Je suis le produit de trois cultures. Né vietnamien, éduqué à la française, j’ai acquis toute ma science aux États-Unis. J’y vis maintenant, et c’est là que j’enseigne et mène mes travaux. Ce que je suis et ce que je cherche résultent, comme toujours, d’un mélange d’inné et d’acquis. Les « fées » m’ont doté de certaines prédispositions – je suis le produit de mes gènes –, mais ma ligne de vie a aussi été tracée par les aléas et les vicissitudes de l’histoire de mon pays. Je suis venu au monde dans une famille aisée de lettrés en 1948 à Hanoi, capitale administrative du Tonkin. L’occupation japonaise du Vietnam prenait fin, et les Français s’efforçaient de reprendre la main sur leur ancienne colonie, divisée administrativement en trois provinces, le Tonkin au nord, l’Annam au centre et la Cochinchine au sud. La guerre d’indépendance menée par Ho Chi Minh et ses compagnons contre les colonialistes français faisait rage. Trop jeune alors, je n’ai pas de souvenirs précis de cette époque, mais j’étais conscient d’une grande effervescence et d’événements graves qui se déroulaient autour de moi.

J’ai pourtant en mémoire de manière vivace cette année fatidique de 1954 où mes parents choisirent de tout abandonner – famille, emploi, maison et autres biens – pour s’installer au sud. Cette décision fut la conséquence de la débâcle militaire des forces françaises face au Viet-minh à Dien Bien Phu, le 8 mai, et de la scission du Vietnam au niveau du 17e parallèle. À Hanoi, si les classes les plus démunies restaient dans l’expectative quant à l’arrivée au pouvoir de Ho Chi Minh, la débandade soudaine des Français et la partition du pays plongèrent les familles aisées dans une profonde anxiété. Mon père, qui était haut fonctionnaire dans l’ancien gouvernement, n’avait pas le choix : s’il restait au nord, il serait certainement persécuté sinon exécuté par les communistes. Il fallait faire vite car le Viet-minh allait prendre le contrôle de Hanoi en octobre. Mes parents remplirent donc tant bien que mal quelques valises, et, un matin de juillet, nous prîmes l’avion, le cœur lourd, car nous ne savions pas si nous aurions un jour l’occasion de revoir Hanoi, notre demeure et nos oncles, tantes et cousins laissés derrière nous.

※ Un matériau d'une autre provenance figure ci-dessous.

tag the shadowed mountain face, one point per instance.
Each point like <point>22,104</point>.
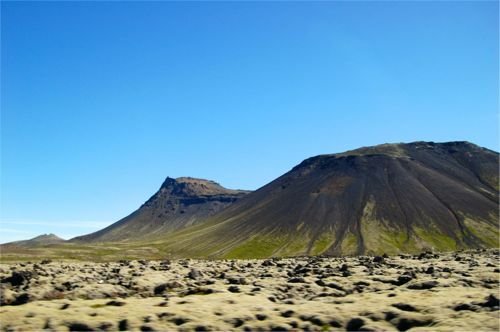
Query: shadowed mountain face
<point>178,203</point>
<point>388,198</point>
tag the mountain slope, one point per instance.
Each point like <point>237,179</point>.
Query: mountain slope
<point>388,198</point>
<point>177,204</point>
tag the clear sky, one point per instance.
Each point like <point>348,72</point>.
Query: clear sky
<point>100,101</point>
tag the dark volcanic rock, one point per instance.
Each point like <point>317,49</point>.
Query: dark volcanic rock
<point>177,203</point>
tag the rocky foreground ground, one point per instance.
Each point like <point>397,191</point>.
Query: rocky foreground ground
<point>454,291</point>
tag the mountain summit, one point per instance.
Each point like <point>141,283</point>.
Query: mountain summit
<point>387,198</point>
<point>177,204</point>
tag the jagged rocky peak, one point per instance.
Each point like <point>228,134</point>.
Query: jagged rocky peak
<point>188,186</point>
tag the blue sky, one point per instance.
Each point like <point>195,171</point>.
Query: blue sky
<point>100,101</point>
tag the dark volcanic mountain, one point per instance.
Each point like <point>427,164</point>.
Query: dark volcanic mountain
<point>178,203</point>
<point>388,198</point>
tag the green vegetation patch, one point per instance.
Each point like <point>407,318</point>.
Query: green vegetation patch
<point>487,233</point>
<point>349,245</point>
<point>435,239</point>
<point>258,246</point>
<point>322,243</point>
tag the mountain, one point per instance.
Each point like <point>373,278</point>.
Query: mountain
<point>388,198</point>
<point>177,204</point>
<point>44,239</point>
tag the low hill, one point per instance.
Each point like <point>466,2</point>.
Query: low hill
<point>44,239</point>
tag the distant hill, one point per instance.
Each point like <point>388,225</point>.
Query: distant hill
<point>388,198</point>
<point>178,203</point>
<point>43,239</point>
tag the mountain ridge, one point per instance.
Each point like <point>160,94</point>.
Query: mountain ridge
<point>177,204</point>
<point>417,196</point>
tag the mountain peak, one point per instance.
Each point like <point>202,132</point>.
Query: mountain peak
<point>189,186</point>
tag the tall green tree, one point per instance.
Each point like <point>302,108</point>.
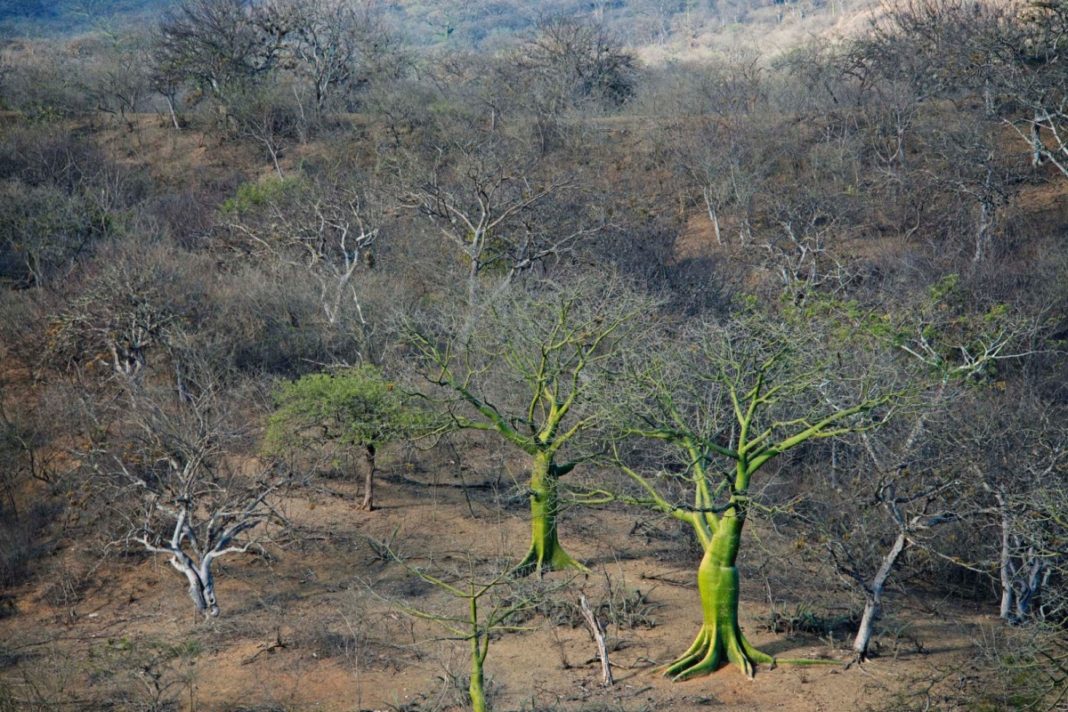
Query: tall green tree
<point>540,369</point>
<point>726,402</point>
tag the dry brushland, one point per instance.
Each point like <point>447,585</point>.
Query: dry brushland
<point>457,356</point>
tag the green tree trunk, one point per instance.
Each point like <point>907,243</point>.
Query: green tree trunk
<point>476,689</point>
<point>545,552</point>
<point>720,639</point>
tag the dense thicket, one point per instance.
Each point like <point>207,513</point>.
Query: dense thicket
<point>895,201</point>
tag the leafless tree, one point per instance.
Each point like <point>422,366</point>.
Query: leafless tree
<point>172,473</point>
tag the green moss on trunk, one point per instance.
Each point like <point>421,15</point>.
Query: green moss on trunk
<point>720,639</point>
<point>546,552</point>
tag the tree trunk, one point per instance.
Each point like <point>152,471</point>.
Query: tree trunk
<point>1005,565</point>
<point>368,479</point>
<point>174,115</point>
<point>545,552</point>
<point>873,598</point>
<point>720,639</point>
<point>201,584</point>
<point>476,687</point>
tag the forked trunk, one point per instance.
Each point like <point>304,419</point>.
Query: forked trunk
<point>201,584</point>
<point>368,479</point>
<point>545,552</point>
<point>720,639</point>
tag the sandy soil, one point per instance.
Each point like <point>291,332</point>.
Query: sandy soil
<point>320,626</point>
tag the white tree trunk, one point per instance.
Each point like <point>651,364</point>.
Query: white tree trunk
<point>873,603</point>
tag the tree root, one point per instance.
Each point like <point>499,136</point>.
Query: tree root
<point>536,562</point>
<point>713,648</point>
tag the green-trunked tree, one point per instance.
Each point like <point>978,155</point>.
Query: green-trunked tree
<point>724,402</point>
<point>542,369</point>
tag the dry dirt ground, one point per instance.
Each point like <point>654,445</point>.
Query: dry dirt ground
<point>322,623</point>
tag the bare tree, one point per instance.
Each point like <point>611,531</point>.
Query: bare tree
<point>173,477</point>
<point>493,201</point>
<point>324,230</point>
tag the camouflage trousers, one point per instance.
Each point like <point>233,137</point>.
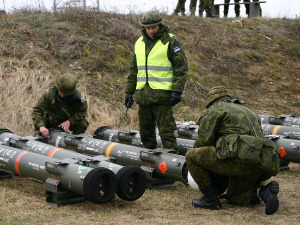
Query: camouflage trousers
<point>162,115</point>
<point>236,7</point>
<point>243,179</point>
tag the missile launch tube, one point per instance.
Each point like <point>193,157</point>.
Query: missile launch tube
<point>286,131</point>
<point>158,162</point>
<point>96,185</point>
<point>285,120</point>
<point>133,138</point>
<point>289,148</point>
<point>131,180</point>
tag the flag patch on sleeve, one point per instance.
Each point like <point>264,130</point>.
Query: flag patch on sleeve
<point>176,49</point>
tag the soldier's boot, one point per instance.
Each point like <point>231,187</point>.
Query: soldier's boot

Ma famille ne fut pas la seule à participer à ce grand exode vers le sud : en tout, près d’un million de Nord-Vietnamiens firent le voyage. La division du pays entraîna l’éclatement des familles, tout au moins de celles qui appartenaient à la bourgeoisie : certains décidèrent de rester au nord par sympathie pour Ho Chi Minh et sa lutte anticoloniale, d’autres, comme mon père, partirent au sud, et d’autres encore, comme plusieurs de mes oncles, anciens fonctionnaires de l’administration coloniale française, décidèrent de rejoindre la France. À vrai dire, cette déchirure des familles avait déjà commencé en 1945 quand le Viet-minh avait lancé sa guerre anticoloniale contre la France : certains fils de familles aisées, séduits par la philosophie égalitaire communiste, mais aussi par idéalisme et nationalisme, avaient décidé d’abandonner leur milieu bourgeois et de rejoindre Ho Chi Minh et ses forces révolutionnaires afin de chasser le colonisateur ; d’autres, au sein de la même famille, étaient fermement anticommunistes. Ce qui était à l’origine de disputes et de drames familiaux sans fin. L’histoire se répétera vingt et un ans plus tard, en 1975, lors de la conquête de Saigon par les troupes nord-vietnamiennes et de la réunification du Vietnam. Les vicissitudes de mon pays ont fait que nombre de familles vietnamiennes ont maintenant leurs membres dispersés un peu partout sur le globe. La mienne n’échappe pas à cette règle : ma mère et l’une de mes sœurs habitent Paris, je vis aux Etats-Unis, de même que deux de mes sœurs, alors qu’une quatrième réside en Suisse.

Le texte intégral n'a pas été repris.